It’s all very well to state that the text buffer code needs to be aware of logical structure beyond the character, but that still leaves the task of deciding which structures to recognize and implement. Characters, words, and paragraphs are the three obvious candidate.
Characters are tricky. On the one hand, I need them around so I know what to draw. On the other hand, they are something of an obstacle to a more coherent structural model. Which of the possible styles, if any, can legitimately be applied to characters? Certainly not indentation or justification.
You could make a case for the type settings, such as size, font and color, but varying any of those mid-word is likely to result in an unreadable mess. I could disallow it on the basis of aesthetics, but fortunately the Glk API guarantees that within the context of any single output call, all text will share the same style.
This is manifestly not true when dealing with HTML TADS, which dumps a set of tags into the buffer every time. But there the tags rather than the function calls provide the style boundaries. As long as I never mix characters from different calls or different tags into the same stylistic unit, I can safely ignore attributes at the character level.
On to words. Although indentation and justification still do not apply, all of the type settings do. It’s also important for the line breaking code to take words into account, as well as non-breaking characters and hyphens. Those can be treated as parts of words and word boundaries, respectively.
Whitespace – the stuff between words – deserves some special attention. Gargoyle features whitespace trimming. Spaces after a full stop will be tweaked. Runs of consecutive whitespace will generally be collapsed, unless the attributes suggest some formatting significance beyond mere spacing. My plan thought is to treat formatted spaces as words, in whole or part, and otherwise to eliminate whitespace altogether, handling it when deciding how to lay out a given line.
Font size presents a special headache. For height calculations, a line needs to be at least as high as the font size of its largest word. Paragraph height becomes a function of the number of lines; lines are constrained by the horizontal space available, and I need enough of them to display all the words in the paragraph. If words within the paragraph can have different heights, I have to add each line height separately. I may also have to adjust the line metrics above and below to make room for ascenders and descenders: an ugly business.
It’s tempting to decree that all words within a paragraph shall have the same height, as determined by the font size in effect when the first word is added to the paragraph. So tempting that this is in fact what I will do, absent some compelling reasons to reconsider. The FONT tag may force my hand, but as long as the rest of the foundation is solid, it should be straightforward to revisit the decision.
Otherwise, words take on the style attributes in effect at the time I demarcate them, as part of the process of printing text into the buffer. Words will never be combined across function calls or between HTML tags; once I’ve parsed a given round of output, I’ve got a complete set of words in hand. The characters making up those words will not change but the attributes might; both the Z-Machine and HTML TADS can retroactively apply colors to existing text. Something to bear in mind; not something to explore in great detail at this juncture.

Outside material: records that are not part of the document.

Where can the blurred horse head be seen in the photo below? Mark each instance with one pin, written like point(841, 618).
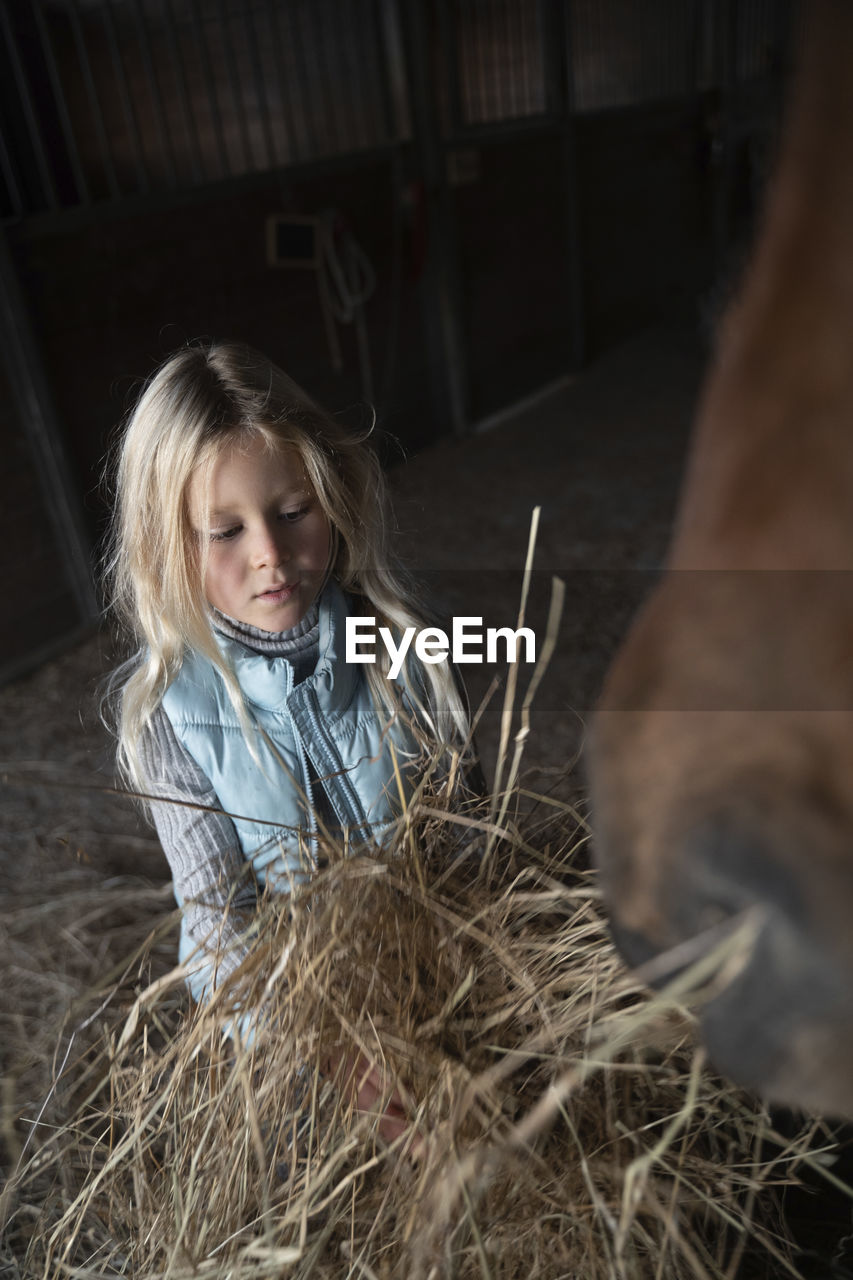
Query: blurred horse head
point(721, 755)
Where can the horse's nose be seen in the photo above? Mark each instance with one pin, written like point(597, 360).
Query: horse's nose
point(781, 1001)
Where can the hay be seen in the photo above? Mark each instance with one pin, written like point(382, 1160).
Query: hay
point(565, 1120)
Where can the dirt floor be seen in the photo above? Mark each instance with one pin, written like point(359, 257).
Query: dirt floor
point(601, 456)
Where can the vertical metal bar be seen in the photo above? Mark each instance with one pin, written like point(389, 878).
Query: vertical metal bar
point(277, 50)
point(395, 76)
point(28, 382)
point(450, 41)
point(62, 105)
point(210, 87)
point(127, 104)
point(441, 288)
point(154, 91)
point(9, 177)
point(28, 109)
point(260, 82)
point(233, 83)
point(297, 71)
point(325, 42)
point(514, 9)
point(562, 14)
point(347, 45)
point(384, 74)
point(190, 129)
point(478, 49)
point(94, 101)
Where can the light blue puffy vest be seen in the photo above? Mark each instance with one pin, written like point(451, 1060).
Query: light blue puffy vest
point(329, 721)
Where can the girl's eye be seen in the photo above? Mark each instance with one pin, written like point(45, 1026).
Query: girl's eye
point(291, 517)
point(224, 535)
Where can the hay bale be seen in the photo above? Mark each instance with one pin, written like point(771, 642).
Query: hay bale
point(564, 1119)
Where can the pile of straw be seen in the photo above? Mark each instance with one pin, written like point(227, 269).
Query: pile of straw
point(562, 1119)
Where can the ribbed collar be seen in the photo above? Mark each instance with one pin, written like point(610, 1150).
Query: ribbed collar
point(277, 644)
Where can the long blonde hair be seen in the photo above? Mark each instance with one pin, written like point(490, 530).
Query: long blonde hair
point(203, 400)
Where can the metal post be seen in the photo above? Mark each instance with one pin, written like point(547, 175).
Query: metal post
point(28, 109)
point(441, 275)
point(30, 387)
point(62, 106)
point(565, 78)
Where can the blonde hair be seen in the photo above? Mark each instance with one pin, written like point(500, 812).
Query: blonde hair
point(197, 405)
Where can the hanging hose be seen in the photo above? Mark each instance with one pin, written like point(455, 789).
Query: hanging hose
point(346, 282)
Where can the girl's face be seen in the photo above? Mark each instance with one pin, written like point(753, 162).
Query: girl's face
point(268, 538)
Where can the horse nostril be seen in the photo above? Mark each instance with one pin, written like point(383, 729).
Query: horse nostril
point(726, 869)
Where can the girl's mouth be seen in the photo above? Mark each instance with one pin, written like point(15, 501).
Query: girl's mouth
point(278, 594)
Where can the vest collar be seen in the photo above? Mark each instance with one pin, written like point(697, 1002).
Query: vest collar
point(268, 681)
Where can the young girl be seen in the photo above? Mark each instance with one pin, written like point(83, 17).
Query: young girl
point(249, 525)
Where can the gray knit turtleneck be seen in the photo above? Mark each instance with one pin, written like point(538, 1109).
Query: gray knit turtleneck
point(201, 846)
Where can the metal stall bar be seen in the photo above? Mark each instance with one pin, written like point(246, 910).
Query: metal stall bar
point(382, 41)
point(279, 64)
point(559, 22)
point(297, 65)
point(233, 83)
point(94, 101)
point(10, 179)
point(323, 40)
point(356, 104)
point(450, 42)
point(28, 380)
point(28, 109)
point(62, 105)
point(154, 90)
point(441, 273)
point(127, 101)
point(190, 127)
point(260, 83)
point(210, 86)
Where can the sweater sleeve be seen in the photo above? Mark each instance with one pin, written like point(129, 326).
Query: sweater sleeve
point(210, 874)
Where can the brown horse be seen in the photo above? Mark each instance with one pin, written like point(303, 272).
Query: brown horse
point(721, 755)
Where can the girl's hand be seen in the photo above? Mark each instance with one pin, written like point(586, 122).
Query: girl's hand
point(370, 1089)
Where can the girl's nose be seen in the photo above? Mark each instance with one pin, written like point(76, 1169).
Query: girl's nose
point(269, 547)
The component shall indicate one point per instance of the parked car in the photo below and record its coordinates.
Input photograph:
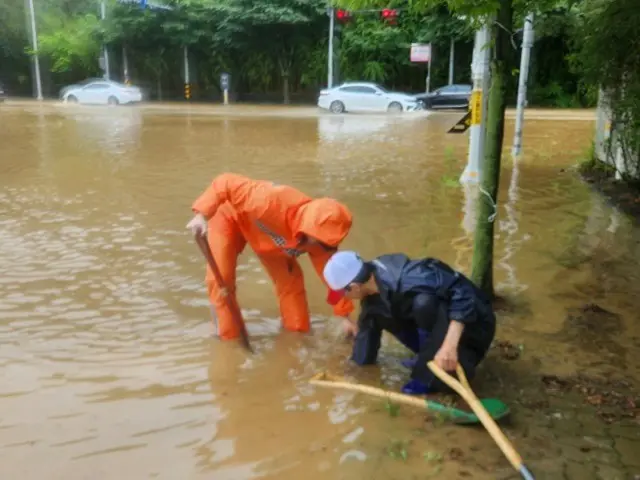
(100, 92)
(365, 97)
(450, 96)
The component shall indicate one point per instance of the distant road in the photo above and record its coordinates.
(181, 108)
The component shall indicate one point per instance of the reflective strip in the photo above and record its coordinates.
(379, 264)
(279, 241)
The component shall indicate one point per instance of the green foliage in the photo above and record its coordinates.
(71, 42)
(266, 43)
(607, 43)
(398, 449)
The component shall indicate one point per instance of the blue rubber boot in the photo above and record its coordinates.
(415, 387)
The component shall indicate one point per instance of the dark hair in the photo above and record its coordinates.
(364, 274)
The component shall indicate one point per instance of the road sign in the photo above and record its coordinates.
(462, 125)
(224, 81)
(420, 53)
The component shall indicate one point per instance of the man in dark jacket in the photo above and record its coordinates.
(433, 310)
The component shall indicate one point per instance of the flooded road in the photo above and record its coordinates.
(107, 370)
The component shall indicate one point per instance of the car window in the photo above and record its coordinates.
(358, 89)
(350, 89)
(448, 89)
(97, 86)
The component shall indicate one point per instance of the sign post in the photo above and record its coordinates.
(421, 53)
(224, 85)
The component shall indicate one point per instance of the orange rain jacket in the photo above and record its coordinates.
(271, 218)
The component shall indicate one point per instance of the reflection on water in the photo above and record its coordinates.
(107, 369)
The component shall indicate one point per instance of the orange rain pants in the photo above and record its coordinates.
(272, 219)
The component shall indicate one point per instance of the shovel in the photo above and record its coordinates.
(495, 407)
(463, 389)
(231, 303)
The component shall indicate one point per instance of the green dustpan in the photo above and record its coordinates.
(496, 409)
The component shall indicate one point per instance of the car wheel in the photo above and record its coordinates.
(395, 107)
(336, 106)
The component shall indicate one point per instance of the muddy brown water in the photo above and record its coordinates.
(107, 370)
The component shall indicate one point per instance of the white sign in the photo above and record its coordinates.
(421, 52)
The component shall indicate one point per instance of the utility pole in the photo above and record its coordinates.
(478, 104)
(527, 43)
(125, 65)
(34, 46)
(187, 84)
(330, 53)
(452, 53)
(104, 47)
(428, 80)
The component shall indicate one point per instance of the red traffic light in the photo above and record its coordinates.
(343, 15)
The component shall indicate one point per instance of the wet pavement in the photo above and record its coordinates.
(107, 369)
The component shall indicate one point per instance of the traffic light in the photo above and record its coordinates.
(343, 16)
(390, 16)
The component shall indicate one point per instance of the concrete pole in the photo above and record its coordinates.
(428, 79)
(187, 83)
(104, 47)
(452, 54)
(330, 53)
(34, 47)
(527, 43)
(478, 104)
(125, 65)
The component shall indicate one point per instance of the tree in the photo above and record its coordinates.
(608, 54)
(280, 29)
(499, 14)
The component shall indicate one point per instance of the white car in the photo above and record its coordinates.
(101, 92)
(365, 97)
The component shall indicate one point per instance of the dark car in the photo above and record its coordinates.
(449, 96)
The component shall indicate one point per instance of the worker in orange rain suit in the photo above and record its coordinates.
(279, 223)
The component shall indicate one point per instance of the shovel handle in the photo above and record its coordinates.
(231, 303)
(489, 424)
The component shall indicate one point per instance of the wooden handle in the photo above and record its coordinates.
(488, 422)
(463, 378)
(331, 381)
(233, 306)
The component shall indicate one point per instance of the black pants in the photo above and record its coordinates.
(428, 313)
(474, 344)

Last but not least: the paragraph. Whatever the formal definition, I use the term to mean “all the words between two newline characters.” Here the indentation and justification styles become relevant, and the orphaned font size finds a home at last.
Paragraph indentation specifies the whitespace before the first word on the first line, while indentation covers the whitespace before the first word on every line. Spacing between words depends on the justification style. For center, flush left, and flush right, whitespace is synthesized between words: zero after a hyphen; one after a word; a configured number after a full stop. For justified text, additional spaces are distributed throughout the line to align it with the left and right margins.
If Glk CSS adds DIV and SPAN to the mix, these will constitute paragraph style entities. HTML tables do as well, though they pose a unique layout challenge. Depending on how it breaks down, I may need a structural element above the paragraph level to keep the code from getting bogged down in special cases.
Tomorrow I will work on the layout algorithm, and see if it still makes sense as high level code.